The ultra-wide lens offers a 123-degree field of view, equivalent to a focal length of 12mm in 35mm film terms, which is extremely wide. In comparison, Huawei's Mate 20 Pro has a 16mm equivalent lens. While the wide lens has OIS, the ultra-wide does not, and it also lacks autofocus. The depth of field is quite generous, but it's something to bear in mind if you're shooting a group of people as the only way to keep them in perfect focus is to move your feet.
Image quality from the wide lens is excellent with great detail retention, sharp focus, natural colors, and no noticeable artefacts or graininess. Even at 100% crop, details remain fairly sharp and there's no over-aggressive processing or smoothing typical of most smartphone cameras.
Despite being higher resolution, the ultra-wide lens isn't quite as good, and there's also some noticeable barrel distortion. The lack of autofocus also means you have to be careful with your focal distance, especially if you're taking pictures of buildings or anything else with sharp lines. There is an option in the settings menu to auto-correct distortion taken with this lens (which is off by default for some reason) but it doesn't fix the problem entirely.

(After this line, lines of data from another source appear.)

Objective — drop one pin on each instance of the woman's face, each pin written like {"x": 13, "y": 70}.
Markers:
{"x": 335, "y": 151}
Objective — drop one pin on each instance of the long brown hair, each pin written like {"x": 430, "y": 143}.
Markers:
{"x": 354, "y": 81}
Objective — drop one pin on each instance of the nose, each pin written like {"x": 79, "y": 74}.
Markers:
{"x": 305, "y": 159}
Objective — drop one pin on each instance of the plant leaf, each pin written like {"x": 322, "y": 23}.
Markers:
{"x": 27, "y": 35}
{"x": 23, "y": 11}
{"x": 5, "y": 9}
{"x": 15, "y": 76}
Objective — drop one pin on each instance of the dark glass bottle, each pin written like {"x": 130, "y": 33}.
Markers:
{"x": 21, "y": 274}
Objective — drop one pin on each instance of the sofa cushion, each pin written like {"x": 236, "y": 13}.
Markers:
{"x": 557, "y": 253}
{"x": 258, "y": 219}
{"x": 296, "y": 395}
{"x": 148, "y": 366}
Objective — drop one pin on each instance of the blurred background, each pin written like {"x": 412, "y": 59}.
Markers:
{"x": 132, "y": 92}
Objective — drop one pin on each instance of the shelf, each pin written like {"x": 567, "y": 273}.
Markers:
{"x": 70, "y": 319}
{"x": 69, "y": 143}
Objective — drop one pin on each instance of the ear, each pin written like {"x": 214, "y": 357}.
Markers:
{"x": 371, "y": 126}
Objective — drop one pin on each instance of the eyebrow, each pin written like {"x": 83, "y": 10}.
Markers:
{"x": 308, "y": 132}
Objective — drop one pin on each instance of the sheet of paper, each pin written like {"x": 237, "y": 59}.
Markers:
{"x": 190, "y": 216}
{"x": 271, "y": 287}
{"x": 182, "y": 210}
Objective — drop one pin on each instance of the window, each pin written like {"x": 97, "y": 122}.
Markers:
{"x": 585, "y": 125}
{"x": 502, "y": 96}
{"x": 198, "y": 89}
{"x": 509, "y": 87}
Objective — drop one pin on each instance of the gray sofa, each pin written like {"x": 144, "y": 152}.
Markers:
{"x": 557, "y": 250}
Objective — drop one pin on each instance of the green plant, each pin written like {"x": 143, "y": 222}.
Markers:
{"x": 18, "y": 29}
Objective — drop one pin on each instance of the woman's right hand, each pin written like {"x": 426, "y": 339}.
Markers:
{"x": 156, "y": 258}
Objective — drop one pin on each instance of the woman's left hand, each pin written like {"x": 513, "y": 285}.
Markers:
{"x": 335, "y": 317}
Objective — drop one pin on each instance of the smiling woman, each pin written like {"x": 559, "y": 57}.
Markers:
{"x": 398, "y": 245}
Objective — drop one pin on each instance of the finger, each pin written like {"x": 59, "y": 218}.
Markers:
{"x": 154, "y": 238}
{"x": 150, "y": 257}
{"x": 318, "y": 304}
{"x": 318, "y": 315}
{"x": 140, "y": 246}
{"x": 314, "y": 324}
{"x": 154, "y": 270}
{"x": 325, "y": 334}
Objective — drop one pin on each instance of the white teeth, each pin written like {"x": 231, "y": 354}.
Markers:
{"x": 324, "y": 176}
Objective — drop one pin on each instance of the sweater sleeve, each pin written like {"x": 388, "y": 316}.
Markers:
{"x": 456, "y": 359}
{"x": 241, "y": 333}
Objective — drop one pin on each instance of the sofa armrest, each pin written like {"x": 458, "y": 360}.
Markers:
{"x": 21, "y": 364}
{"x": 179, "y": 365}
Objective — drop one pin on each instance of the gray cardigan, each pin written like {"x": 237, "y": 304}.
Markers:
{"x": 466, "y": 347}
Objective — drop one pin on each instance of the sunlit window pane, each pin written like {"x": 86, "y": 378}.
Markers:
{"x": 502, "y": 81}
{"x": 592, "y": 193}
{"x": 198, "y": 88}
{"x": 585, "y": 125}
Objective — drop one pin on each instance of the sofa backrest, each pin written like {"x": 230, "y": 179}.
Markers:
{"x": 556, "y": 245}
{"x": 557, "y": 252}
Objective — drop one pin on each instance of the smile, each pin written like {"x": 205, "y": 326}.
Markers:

On the front, the S10e has the same single 10-megapixel selfie camera as the S10. Despite only having a single lens, it is actually capable of Live Focus (Portrait Mode) selfies with blurred backgrounds. The background blur is software-generated but it's not too bad overall. Here's a comparison between the S10 and S10+ (which has a dedicated depth sensing camera) Live Focus modes:
Our standard battery test for mobile phones has the following parameters:
- Looping a 720p video with screen brightness and volume at 100%
- Wi-Fi and Bluetooth connectivity turned on
- Constant data streaming through email and Twitter
The S10e has the smallest battery in the S10 range at just 3,100mAh, but thanks to its smaller display and lower resolution, it actually managed to outlast the S10, lasting 13.5 hours.
Like all Samsung flagships, the S10e uses Samsung's Adaptive Fast Charging technology, which is actually starting to look a little dated now. It will support up to 15W charging, which means it will charge the S10e from zero to full in about 90 minutes. In comparison, the Mate 20 Pro will go 0 to 100% in 46 minutes.
The phone also supports fast wireless charging (up to 15W) through the Qi 2.0 standard.
Finally, like the S10 and S10+, the S10e supports reverse wireless charging, which means you can wirelessly charge your Galaxy Buds at the same time as you charge your phone. I could also see it being useful if you're on holiday and you want to charge a second phone with wireless charging without having to bring extra cables and adaptors with you. To do that, simply charge the S10e and put the second phone on top of it.
While the S10e is considered the 'budget' model in Samsung's S10 lineup, there's nothing about it that feels cheap. This is a premium phone throughout, with excellent benchmark performance and superb battery life.
After using the S10+ for a week, and then switching to the S10e, the only feature I really missed was the 2x telephoto lens. In every other aspect, I actually found myself preferring the S10e, including its more compact size, better handling and lighter weight. The side-mounted fingerprint scanner is faster, more reliable, and easier to use, and the lower screen resolution didn't bother me at all.
The S10e is the obvious choice for anyone that's a fan of smaller phones, but even if you're not, if you've been thinking about picking up an S10, consider the S10e first. It's S$220 cheaper than the cheapest S10, and the only thing you're really giving up is a 2x telephoto lens. For me, that's a worthwhile tradeoff.